Plus il l’observait et plus cet homme lui paraissait attirant et curieux.

Celui-ci lui déclina ses noms et ses fonctions : Nicolas Machiavel, secrétaire du Conseil des Dix de la République florentine. Trois mois auparavant, la rusée et prudente Seigneurie avait dépêché Machiavel pour traiter avec César Borgia, qu’elle espérait tromper en répondant à toutes ses propositions d’alliance défensive contre les ennemis communs Oliverotto, Orsini et Vitelli, par de platoniques assurances de dévouement à double sens. En réalité, la république craignait le duc et ne désirait ni l’avoir pour ami, ni pour ennemi.

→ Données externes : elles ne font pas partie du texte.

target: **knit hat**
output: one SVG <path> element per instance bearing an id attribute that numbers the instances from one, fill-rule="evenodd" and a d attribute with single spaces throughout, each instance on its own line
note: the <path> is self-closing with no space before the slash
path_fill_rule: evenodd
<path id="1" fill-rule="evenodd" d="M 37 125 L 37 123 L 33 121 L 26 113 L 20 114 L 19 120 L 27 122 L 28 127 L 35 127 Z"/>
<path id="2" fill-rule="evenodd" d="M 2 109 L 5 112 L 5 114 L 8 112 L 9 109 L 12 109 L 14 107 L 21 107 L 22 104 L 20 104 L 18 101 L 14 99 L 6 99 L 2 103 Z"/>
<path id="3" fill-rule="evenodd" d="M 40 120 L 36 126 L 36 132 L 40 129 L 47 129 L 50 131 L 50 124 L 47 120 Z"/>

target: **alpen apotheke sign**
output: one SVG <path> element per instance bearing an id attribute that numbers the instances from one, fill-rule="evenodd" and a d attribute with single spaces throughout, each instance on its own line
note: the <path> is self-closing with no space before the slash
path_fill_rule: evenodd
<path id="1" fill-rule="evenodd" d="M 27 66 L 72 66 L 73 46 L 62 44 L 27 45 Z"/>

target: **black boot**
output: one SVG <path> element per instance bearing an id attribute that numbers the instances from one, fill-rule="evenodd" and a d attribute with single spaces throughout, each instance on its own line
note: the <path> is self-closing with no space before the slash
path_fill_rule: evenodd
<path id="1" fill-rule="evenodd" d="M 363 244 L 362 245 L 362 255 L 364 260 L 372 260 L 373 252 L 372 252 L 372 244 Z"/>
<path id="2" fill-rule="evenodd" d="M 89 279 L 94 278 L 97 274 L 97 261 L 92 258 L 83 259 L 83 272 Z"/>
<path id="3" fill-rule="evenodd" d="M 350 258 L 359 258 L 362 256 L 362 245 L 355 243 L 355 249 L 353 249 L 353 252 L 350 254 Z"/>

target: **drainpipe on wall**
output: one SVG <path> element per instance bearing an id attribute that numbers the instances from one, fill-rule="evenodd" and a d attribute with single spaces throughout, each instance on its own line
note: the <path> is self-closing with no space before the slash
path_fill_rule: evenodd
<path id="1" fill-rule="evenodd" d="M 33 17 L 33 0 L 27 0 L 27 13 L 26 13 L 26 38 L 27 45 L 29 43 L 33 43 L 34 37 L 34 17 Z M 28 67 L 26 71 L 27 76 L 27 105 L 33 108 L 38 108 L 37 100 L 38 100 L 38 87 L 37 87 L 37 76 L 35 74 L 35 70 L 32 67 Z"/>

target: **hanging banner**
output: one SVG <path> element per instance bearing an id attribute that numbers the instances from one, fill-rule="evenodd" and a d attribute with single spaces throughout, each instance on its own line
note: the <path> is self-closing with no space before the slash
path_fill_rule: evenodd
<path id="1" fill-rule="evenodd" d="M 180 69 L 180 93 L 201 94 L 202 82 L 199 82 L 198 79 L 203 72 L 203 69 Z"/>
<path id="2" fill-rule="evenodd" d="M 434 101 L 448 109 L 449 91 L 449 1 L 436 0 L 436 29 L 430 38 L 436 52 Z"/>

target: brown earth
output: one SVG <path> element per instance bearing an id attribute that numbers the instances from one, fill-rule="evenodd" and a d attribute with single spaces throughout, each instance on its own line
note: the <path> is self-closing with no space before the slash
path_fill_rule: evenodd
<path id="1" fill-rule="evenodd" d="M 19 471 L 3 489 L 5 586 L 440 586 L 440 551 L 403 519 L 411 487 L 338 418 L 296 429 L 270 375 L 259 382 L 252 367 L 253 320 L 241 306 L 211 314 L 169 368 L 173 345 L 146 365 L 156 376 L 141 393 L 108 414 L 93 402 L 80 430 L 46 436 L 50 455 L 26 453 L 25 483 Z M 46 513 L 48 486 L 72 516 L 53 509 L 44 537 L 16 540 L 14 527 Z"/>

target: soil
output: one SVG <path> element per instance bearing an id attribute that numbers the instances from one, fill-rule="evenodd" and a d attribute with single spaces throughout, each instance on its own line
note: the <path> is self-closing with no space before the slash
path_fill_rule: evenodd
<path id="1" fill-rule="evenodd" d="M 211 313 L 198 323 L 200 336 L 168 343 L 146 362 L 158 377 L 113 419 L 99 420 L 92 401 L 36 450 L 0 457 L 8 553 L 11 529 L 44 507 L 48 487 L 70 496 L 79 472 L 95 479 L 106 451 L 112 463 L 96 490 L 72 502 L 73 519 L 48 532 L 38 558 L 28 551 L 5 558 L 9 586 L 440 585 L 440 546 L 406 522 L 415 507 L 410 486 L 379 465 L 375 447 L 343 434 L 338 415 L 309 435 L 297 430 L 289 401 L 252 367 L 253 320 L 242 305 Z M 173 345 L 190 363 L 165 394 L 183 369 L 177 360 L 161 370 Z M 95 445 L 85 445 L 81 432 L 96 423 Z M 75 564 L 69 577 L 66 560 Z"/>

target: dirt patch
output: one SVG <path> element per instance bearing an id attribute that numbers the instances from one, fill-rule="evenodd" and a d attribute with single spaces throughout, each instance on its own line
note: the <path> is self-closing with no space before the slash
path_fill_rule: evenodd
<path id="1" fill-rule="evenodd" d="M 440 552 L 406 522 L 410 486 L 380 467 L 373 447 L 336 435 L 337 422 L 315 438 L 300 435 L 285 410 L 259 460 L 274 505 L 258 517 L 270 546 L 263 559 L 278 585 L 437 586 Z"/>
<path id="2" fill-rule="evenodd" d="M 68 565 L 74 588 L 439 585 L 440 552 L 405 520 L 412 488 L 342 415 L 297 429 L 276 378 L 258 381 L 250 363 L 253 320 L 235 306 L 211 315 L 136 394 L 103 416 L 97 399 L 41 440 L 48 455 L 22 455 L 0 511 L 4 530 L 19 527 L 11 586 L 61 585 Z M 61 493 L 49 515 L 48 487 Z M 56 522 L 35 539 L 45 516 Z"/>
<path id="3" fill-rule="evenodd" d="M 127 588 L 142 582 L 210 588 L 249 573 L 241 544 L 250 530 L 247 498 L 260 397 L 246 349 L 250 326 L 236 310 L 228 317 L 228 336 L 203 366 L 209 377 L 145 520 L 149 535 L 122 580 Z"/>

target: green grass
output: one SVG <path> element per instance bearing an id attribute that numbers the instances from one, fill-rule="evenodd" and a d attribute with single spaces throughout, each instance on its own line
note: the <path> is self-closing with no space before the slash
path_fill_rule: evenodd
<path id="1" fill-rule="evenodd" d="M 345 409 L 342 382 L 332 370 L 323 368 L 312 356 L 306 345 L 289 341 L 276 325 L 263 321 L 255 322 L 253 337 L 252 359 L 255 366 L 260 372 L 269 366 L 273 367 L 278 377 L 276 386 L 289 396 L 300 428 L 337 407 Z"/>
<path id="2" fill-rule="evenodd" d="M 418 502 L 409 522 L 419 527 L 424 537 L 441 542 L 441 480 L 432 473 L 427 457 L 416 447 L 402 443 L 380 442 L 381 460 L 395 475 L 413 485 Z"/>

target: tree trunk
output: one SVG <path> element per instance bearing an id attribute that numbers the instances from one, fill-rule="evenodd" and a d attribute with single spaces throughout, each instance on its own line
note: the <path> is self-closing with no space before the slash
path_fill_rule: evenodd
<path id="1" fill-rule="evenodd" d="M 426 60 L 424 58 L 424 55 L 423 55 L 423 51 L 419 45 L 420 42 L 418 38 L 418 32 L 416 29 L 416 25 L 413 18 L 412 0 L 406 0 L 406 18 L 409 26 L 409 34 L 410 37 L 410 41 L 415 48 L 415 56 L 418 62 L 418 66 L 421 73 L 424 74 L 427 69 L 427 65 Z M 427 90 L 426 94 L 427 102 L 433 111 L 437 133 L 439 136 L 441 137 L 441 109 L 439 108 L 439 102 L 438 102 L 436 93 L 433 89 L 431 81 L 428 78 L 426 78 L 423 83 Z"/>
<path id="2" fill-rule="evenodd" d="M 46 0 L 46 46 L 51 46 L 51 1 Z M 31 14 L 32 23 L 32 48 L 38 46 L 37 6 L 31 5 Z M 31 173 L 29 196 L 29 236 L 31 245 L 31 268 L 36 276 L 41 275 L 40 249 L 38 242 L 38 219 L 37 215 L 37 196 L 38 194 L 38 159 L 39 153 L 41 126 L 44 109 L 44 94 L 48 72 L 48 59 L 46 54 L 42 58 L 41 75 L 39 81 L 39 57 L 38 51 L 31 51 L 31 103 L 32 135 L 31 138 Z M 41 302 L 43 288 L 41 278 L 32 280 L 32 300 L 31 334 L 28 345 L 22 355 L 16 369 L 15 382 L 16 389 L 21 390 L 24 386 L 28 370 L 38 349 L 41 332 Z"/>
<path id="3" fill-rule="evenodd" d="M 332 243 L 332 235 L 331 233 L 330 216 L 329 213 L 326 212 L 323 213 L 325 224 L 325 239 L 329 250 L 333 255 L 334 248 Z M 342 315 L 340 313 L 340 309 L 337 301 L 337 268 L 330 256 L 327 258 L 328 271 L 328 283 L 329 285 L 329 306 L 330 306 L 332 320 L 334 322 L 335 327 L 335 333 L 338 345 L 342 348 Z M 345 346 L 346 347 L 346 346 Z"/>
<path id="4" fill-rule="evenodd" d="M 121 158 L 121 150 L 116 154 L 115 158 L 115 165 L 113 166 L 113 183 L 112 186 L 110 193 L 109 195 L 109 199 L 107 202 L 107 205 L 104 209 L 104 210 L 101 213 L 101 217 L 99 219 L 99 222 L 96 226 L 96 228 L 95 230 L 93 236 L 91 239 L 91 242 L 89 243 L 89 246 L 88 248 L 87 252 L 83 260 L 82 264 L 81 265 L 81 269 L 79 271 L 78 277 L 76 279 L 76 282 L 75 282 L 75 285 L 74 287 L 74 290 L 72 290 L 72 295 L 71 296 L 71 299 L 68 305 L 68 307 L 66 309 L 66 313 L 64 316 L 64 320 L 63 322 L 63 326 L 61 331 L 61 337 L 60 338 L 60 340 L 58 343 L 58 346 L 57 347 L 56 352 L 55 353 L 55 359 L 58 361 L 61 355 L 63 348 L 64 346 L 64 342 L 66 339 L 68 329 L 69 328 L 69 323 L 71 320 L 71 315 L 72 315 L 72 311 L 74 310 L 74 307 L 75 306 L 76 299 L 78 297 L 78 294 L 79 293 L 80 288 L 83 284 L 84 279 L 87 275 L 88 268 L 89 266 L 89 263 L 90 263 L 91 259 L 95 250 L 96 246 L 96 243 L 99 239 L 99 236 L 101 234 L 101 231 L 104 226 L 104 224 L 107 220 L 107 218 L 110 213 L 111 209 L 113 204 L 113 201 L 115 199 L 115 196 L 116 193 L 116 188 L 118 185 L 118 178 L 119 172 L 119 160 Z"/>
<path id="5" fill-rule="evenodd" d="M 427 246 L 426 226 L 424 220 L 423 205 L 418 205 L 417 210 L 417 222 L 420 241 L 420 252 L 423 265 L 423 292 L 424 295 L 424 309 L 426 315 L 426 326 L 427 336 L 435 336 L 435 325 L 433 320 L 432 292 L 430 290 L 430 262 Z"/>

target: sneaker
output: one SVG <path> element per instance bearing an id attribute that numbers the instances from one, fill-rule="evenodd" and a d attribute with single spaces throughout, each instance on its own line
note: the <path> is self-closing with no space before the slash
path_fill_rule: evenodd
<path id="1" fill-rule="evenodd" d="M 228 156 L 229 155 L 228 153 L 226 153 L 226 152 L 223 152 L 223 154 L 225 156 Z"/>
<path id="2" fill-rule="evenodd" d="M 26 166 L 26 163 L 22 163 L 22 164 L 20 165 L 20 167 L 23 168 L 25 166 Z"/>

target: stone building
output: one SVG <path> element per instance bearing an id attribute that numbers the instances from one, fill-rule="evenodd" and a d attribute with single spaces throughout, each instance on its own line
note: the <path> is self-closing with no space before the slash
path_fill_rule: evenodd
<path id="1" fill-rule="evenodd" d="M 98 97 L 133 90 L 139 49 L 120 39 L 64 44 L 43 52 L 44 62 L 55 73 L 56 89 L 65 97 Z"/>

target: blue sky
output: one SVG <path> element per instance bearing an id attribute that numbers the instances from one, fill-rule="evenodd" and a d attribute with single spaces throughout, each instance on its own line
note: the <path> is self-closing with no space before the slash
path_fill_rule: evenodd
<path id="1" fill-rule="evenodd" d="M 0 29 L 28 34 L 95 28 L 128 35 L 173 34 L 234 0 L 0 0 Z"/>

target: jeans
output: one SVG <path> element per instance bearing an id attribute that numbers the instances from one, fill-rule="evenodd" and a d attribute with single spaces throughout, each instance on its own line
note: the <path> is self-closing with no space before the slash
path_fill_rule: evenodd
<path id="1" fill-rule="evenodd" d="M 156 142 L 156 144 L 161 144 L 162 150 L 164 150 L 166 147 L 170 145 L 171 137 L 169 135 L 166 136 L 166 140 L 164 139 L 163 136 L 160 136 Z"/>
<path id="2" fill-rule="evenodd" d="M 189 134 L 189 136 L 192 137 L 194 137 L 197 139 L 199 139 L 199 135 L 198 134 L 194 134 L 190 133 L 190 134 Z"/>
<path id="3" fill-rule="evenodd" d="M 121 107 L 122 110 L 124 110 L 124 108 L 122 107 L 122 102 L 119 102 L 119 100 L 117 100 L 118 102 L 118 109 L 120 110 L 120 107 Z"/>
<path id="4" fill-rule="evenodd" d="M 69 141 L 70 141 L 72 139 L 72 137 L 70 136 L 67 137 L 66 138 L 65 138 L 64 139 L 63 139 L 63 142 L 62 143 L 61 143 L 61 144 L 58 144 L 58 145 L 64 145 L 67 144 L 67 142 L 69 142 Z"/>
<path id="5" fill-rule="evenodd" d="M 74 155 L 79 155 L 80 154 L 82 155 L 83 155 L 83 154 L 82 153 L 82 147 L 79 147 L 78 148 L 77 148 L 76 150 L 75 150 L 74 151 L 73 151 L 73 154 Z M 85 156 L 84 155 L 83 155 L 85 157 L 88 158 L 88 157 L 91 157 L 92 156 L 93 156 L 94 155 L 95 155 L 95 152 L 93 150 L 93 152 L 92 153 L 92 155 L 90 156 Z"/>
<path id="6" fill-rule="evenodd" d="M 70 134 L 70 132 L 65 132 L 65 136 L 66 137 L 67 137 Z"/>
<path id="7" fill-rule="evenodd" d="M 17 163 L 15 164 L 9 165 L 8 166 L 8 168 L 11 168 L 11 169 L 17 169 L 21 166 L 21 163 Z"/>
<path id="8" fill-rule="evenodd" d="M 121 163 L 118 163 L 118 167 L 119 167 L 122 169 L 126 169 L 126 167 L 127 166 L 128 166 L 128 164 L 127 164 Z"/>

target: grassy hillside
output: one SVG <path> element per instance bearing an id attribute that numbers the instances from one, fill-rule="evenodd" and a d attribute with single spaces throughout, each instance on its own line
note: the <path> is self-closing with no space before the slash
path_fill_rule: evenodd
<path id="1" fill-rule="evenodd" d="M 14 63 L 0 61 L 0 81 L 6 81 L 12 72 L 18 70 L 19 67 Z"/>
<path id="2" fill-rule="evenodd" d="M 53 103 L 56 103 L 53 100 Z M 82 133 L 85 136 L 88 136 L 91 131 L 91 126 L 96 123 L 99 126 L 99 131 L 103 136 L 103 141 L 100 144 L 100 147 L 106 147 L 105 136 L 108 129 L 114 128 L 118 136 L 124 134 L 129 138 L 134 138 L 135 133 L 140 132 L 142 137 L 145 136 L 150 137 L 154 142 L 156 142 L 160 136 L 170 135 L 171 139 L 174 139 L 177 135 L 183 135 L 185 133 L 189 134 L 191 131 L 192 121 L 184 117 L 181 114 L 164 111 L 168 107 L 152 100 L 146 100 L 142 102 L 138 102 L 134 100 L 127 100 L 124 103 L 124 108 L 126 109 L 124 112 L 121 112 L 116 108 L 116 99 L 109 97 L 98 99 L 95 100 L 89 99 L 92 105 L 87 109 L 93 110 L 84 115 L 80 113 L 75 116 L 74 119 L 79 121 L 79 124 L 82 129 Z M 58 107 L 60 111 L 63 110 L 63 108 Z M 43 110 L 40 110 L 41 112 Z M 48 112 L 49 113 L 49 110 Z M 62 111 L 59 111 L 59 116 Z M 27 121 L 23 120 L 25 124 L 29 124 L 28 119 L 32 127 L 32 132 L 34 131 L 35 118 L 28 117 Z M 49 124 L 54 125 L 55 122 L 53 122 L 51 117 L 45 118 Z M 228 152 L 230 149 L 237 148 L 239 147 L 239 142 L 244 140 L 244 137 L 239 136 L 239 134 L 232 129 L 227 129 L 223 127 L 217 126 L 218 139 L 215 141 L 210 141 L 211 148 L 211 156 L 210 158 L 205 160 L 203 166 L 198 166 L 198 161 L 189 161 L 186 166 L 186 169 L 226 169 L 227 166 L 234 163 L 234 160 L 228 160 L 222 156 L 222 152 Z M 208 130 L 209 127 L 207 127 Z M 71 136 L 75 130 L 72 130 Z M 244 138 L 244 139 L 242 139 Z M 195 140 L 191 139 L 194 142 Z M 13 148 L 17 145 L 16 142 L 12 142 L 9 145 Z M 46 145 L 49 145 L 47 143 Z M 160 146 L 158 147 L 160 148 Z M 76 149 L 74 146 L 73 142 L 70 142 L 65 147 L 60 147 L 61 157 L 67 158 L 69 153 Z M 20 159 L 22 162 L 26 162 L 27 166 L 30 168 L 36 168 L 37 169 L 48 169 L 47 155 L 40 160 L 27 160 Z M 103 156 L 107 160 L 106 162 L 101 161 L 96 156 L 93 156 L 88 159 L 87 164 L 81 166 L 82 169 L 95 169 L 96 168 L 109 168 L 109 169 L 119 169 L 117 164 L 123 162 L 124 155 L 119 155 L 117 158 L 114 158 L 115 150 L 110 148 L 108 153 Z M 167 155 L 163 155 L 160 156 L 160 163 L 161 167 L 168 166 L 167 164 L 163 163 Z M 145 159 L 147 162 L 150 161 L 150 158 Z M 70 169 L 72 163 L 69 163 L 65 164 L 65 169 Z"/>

À messer Nicolo Machiavelli, dépourvu de lettres de créance, avait été confiée la mission d’obtenir pour les marchands florentins un sauf-conduit qui les autorisait à traverser les possessions du duc sur les côtes de l’Adriatique, affaire très importante pour le commerce, « cette nourrice de la république », comme s’exprimait la charte de la Seigneurie. Léonard se nomma également et expliqua sa situation à la cour de Valentino. Ils causèrent avec la désinvolture et la confiance spéciales aux gens opposés, solitaires et observateurs.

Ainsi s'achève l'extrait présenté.